Senior Giselle Moulia spends her free time sorting through her closet and purchasing thrifted clothing to resell to customers all across the City.
Although many teenagers face overstuffed closets, small budgets and outgrown clothes, some have found solutions to this problem by starting small businesses. The most common small business ideas for teens are selling items on the Etsy website, social media influencing, and tutoring, according to the U.S. Chamber of Commerce.
“I used to sell clothing through Depop,” Moulia said. “They do take 10% of sales, which adds up, so I made an Instagram account to post images of the items and deliver it to buyers within San Francisco.”
Instead of selling clothing items that they wear frequently, some teens are purchasing second-hand clothing and reselling items online. Sophomore Isabella Alarcon Says that that extra time spent at home due to the COVID-19 pandemic has also contributed to their interest in retail.
“When my grandma passed away, she left me her sewing machine, which I learned to use this summer when we were all stuck indoors,” Alarcon said. “I started to sew some of my own clothes as well as some I have purchased and have recently been selling them on Depop where I’ve made 61 sales so far.”
With over 21 million users on Depop, it can be difficult to maintain a unique feed and gain a following on the platform.
“I have tried to spread the word about my business by shouting out my account to friends and family and having previous customers do the same,” senior Audrey Scott, who sells handmade jewelry on her Instagram, said. “To be truly successful on Depop, you have to really understand your audience and their needs.”
A small business should center around one’s strengths, regardless of their resources, according to Amelia Linde, Deputy Director of Small Business Initiatives at the San Francisco Chamber of Commerce.
“Think about what it is that you enjoy doing and what comes naturally to you,” Linde said. “Learn all you can about that and then make a plan. Think about who you are going to sell your product or service to, how are you going to deliver it to them and what you are going to charge.”
Determining price points can be a roadblock for many young entrepreneurs. Marking up the cost a few dollars from the original price can be a simple answer, however it is important to consider that many of these items are second-hand, according to senior Madison Lerseth.

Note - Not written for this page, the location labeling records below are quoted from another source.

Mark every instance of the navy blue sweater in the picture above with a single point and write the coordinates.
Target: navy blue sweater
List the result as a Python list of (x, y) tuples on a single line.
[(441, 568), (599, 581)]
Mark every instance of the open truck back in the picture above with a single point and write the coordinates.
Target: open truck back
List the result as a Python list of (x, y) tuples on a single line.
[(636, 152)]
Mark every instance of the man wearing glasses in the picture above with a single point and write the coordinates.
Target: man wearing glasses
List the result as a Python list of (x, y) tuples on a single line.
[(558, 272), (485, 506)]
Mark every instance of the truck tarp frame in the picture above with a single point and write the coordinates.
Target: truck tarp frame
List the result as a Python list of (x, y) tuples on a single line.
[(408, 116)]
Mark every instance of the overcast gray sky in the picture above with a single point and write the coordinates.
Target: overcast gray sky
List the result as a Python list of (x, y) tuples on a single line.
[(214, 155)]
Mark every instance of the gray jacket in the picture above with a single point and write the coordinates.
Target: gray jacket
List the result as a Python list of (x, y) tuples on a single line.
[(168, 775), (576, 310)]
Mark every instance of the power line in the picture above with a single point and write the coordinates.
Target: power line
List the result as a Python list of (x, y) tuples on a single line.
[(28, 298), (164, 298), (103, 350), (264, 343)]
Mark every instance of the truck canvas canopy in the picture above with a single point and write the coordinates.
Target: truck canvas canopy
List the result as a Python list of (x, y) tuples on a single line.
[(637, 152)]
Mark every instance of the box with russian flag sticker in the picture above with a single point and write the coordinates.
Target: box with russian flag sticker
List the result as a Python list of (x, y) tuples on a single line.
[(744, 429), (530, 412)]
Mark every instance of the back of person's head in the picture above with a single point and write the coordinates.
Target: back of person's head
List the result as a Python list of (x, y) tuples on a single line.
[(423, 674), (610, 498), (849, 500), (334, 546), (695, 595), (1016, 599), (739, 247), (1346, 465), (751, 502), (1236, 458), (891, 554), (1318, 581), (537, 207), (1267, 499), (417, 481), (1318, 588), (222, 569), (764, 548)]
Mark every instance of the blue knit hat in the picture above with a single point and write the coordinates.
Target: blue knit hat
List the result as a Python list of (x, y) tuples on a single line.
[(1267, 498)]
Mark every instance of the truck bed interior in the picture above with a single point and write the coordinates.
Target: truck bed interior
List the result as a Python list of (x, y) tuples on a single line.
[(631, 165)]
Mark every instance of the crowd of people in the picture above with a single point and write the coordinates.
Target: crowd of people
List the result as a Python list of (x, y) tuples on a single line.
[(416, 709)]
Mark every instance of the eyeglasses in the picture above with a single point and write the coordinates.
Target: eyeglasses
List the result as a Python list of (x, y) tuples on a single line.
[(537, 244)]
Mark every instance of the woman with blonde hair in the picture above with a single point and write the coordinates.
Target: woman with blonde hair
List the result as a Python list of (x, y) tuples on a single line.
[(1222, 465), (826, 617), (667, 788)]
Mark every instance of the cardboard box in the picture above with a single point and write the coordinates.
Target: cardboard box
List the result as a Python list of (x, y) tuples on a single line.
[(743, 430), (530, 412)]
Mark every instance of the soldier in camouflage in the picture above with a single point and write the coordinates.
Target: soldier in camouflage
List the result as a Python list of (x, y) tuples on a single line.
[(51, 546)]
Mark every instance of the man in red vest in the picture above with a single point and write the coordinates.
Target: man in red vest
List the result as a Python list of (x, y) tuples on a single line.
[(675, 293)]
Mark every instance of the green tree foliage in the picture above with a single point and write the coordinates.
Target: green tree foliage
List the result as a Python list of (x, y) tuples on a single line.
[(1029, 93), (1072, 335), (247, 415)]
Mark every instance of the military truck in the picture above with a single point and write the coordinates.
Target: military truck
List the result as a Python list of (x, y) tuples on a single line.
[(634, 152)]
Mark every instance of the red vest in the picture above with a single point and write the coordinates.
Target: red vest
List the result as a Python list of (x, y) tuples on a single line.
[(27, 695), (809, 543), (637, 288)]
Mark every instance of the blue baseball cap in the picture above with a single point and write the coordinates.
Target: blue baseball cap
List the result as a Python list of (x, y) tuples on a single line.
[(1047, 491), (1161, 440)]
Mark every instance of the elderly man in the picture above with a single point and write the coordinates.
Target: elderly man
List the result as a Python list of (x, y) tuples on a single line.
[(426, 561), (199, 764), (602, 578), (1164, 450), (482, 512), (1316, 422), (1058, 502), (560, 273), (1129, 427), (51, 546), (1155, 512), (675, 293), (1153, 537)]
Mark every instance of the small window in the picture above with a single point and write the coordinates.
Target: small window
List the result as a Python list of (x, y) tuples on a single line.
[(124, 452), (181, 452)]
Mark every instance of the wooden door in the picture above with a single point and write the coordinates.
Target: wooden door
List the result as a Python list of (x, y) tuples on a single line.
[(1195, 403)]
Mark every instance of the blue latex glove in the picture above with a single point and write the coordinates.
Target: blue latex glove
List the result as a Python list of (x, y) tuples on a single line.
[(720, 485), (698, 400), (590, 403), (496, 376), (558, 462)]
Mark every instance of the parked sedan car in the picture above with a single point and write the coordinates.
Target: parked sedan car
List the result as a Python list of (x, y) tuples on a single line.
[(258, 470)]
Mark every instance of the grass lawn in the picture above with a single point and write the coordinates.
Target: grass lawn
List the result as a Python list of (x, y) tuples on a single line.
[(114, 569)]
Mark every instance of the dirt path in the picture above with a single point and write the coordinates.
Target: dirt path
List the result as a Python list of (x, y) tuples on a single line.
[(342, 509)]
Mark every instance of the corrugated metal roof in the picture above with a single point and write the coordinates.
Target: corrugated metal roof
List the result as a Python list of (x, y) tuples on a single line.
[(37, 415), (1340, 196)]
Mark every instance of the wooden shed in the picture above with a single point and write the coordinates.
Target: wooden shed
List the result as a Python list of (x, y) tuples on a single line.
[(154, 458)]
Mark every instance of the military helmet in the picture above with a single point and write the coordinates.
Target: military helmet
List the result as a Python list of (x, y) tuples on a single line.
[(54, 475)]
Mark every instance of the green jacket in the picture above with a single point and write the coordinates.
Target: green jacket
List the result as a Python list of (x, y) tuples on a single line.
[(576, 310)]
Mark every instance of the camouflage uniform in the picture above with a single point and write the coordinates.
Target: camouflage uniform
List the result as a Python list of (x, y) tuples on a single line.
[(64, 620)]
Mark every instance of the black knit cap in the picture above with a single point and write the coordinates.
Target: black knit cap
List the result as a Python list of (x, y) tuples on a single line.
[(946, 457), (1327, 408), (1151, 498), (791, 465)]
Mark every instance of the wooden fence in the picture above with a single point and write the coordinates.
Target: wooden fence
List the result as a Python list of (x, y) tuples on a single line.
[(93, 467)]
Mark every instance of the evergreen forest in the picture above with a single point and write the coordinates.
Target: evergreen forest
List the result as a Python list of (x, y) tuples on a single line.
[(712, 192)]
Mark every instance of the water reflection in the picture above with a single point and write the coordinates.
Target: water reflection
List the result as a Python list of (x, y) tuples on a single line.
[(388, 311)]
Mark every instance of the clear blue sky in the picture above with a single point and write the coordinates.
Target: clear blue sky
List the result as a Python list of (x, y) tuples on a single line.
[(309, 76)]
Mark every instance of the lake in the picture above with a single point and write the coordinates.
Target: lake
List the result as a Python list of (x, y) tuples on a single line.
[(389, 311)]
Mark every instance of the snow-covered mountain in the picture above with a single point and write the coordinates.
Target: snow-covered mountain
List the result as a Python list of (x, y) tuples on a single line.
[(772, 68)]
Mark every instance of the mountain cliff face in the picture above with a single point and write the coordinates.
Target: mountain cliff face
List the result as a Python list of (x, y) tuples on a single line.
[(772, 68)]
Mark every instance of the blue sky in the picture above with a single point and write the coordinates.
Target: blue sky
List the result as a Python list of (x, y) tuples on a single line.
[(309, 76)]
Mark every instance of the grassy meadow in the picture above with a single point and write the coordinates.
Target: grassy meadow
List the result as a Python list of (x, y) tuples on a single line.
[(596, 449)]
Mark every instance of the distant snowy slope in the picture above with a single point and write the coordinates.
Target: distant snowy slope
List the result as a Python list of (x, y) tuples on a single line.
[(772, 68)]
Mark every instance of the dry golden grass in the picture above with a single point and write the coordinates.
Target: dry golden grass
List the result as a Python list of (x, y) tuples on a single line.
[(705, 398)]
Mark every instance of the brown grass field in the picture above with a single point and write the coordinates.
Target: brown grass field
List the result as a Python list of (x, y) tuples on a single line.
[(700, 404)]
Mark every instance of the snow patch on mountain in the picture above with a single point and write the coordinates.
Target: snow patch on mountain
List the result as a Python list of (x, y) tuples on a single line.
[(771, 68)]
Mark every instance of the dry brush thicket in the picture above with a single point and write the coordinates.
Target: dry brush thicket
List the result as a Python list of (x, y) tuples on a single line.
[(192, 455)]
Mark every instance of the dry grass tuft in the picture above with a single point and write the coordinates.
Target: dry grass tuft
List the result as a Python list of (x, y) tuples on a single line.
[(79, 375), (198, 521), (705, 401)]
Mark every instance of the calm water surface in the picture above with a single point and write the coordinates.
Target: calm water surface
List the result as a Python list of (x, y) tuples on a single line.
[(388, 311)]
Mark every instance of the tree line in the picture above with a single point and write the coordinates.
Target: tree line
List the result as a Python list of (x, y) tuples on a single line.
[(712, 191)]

“Because the clothes I sell are used items, I value them at a more affordable price,” Lerseth said. “I am also promoting sustainability, which is also important to think about when buying clothes.”
For those manufacturing their own products, however, it can be more challenging to derive a solid price point.
“After creating quite the collection of jewelry, I began getting compliments from friends and decided that I could make some money out of it,” Scott said. “I determine the price by looking at similar items on Depop and Etsy.”
Some students also find that because they are now earning their own money, they are more prudent about spending it. Utilizing parents’ funds can metaphorically decrease the value of money.
“When you make your own money, it causes you to be more hesitant towards throwing it away at things,” Alarcon said. “I am definitely appreciative to have my parents’ financial support, but earning my own revenue has helped me be more aware of how I have been spending.”
Starting a small business can not only increase financial support and literacy, but can also provide important life experiences and develop people skills.
“I am definitely improving my communication skills,” Moulia said. “I have to simultaneously negotiate with buyers and make sure they’re happy while also making sure I’m going to gain from the sale.”